Lalibre.be 21/01/2017
L’Etat fédéral ressort un arrêt de 2010 qui fragilise Bruxelles dans le dossier du survol.
Cela fait plus de 15 ans que le monde politique s’arrache les cheveux à vouloir apporter une solution au dossier du survol de Bruxelles. Une multitude de décisions de justice alimente les débats mais certaines sont plus importantes que d’autres. Il en va ainsi de l’arrêt de la cour d’appel de Bruxelles du 9 juin 2005. Celui-ci reconnaît le survol intensif de la Région bruxelloise après la mise en œuvre du plan Anciaux ainsi que les conséquences néfastes de ce survol intensif sur la santé des habitants.
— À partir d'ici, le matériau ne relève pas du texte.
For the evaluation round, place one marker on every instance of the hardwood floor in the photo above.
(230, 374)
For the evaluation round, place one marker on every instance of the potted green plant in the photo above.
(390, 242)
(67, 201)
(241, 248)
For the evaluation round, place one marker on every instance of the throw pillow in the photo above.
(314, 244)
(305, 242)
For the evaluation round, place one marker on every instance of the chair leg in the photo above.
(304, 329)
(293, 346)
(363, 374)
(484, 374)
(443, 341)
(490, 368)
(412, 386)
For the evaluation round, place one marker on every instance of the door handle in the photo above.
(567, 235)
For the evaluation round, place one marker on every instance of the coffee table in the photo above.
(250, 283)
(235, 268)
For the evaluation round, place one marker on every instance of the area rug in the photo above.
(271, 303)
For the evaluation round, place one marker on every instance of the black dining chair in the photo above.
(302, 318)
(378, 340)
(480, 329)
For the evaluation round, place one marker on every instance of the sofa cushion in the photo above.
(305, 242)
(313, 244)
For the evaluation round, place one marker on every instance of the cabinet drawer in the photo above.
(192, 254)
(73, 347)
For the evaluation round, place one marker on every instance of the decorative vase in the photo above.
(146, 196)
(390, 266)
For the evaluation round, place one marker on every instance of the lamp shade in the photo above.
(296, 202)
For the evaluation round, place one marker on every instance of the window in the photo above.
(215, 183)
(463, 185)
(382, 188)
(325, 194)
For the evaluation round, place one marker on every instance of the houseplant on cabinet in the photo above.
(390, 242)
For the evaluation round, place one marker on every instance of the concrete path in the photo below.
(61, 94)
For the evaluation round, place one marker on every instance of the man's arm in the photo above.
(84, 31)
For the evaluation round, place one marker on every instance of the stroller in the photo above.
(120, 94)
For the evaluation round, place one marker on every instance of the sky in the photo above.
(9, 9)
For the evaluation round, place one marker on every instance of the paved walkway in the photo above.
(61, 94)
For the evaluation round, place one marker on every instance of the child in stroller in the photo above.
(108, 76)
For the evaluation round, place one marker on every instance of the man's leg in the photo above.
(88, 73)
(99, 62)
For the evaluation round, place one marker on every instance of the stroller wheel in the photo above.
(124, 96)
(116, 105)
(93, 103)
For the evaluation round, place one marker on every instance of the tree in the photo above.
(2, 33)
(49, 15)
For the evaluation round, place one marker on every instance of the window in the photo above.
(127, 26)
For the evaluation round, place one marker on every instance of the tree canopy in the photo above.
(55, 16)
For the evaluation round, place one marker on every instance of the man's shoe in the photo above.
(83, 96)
Les conclusions de la cour d’appel signifiées en 2005 servent encore l’argumentaire de la Région bruxelloise et de certaines communes qui ont entamé, l’an dernier, de nouvelles procédures en cessation environnementale contre l’Etat belge et le survol de Bruxelles tel qu’il est organisé aujourd’hui. Cet arrêt de 2005 est tellement important qu’il a été resignifié à la demande de la Région bruxelloise en 2015 afin qu’il ne soit pas frappé de prescription.
Bourde monumentale ?
Mais voici qu’un autre arrêt, apparemment inconnu au bataillon, ressurgit. Il date de mai 2010 et celui-là n’est pas favorable à Bruxelles. Pour certains observateurs, il est même catastrophique tant il affaiblit la position bruxelloise. Cet arrêt résulte précisément d’une action du gouvernement flamand contre l’arrêt de juin 2005. Mais en 2010, cela faisait un an que le plan Anciaux, initialement attaqué, avait été partiellement abrogé. Ce recours flamand fut donc déclaré sans objet, tout comme l’action en cessation de la Région bruxelloise qui avait abouti à l’arrêt de 2005. Comme le plan Anciaux n’existait plus, les actions en justice à son encontre perdaient leur sens.
Un passage des conclusions de la Cour sur la position de la Région bruxelloise en 2010 risque cependant d’être utilisé contre Bruxelles. Selon certaines analyses juridiques, dont « La Libre » a pu prendre connaissance, la Région bruxelloise s’est à l’époque contentée de cet arrêt et a acté, vu l’abrogation du plan Anciaux, le caractère obsolète de la décision de juin 2005. La Cour concluait donc qu’il n’y avait plus d’infractions aux normes de bruit depuis l’abrogation du plan Anciaux. La bourde monumentale, selon certains, fut de ne pas s’opposer à ces conclusions.
Interrogé cette semaine par « La Libre », le cabinet de la ministre bruxelloise en charge du dossier, la CDH Céline Fremault, assure au contraire que cette pièce n’aura aucun impact sur les procédures en cours. Le cabinet du ministre fédéral de la Mobilité, François Bellot (MR) tient étonnamment le même discours. « C’est étonnant car c’est l’Etat fédéral qui a versé cet arrêt, que je n’avais jamais vu, au dossier en cessation introduit par ma commune, indique Benoît Cerexhe (CDH), bourgmestre de Woluwe-Saint-Pierre. Si l’Etat l’utilise, c’est qu’il considère qu’il lui est utile. » Le maïeur conclut à « la maladresse et à l’imprudence » de la Région bruxelloise à l’époque. « Car le plan Anciaux n’a pas été totalement abrogé, il en reste les routes aériennes et les normes de vent », précise Benoît Cerexhe. En effet, c’est surtout le calendrier horaire de l’utilisation du plan Anciaux qui a été annulé en 2009.
Pour le bourgmestre bruxellois, pas de doute, ce document affaiblit la position de Bruxelles alors que l’arrêt de 2005 « était important pour nous car il invoquait un droit fondamental de la déclaration des droits de l’homme, celui de vivre dans un environnement sain ».
Les premières plaidoiries pour les actions en cessation environnementales en cours sont prévues à la mi-avril.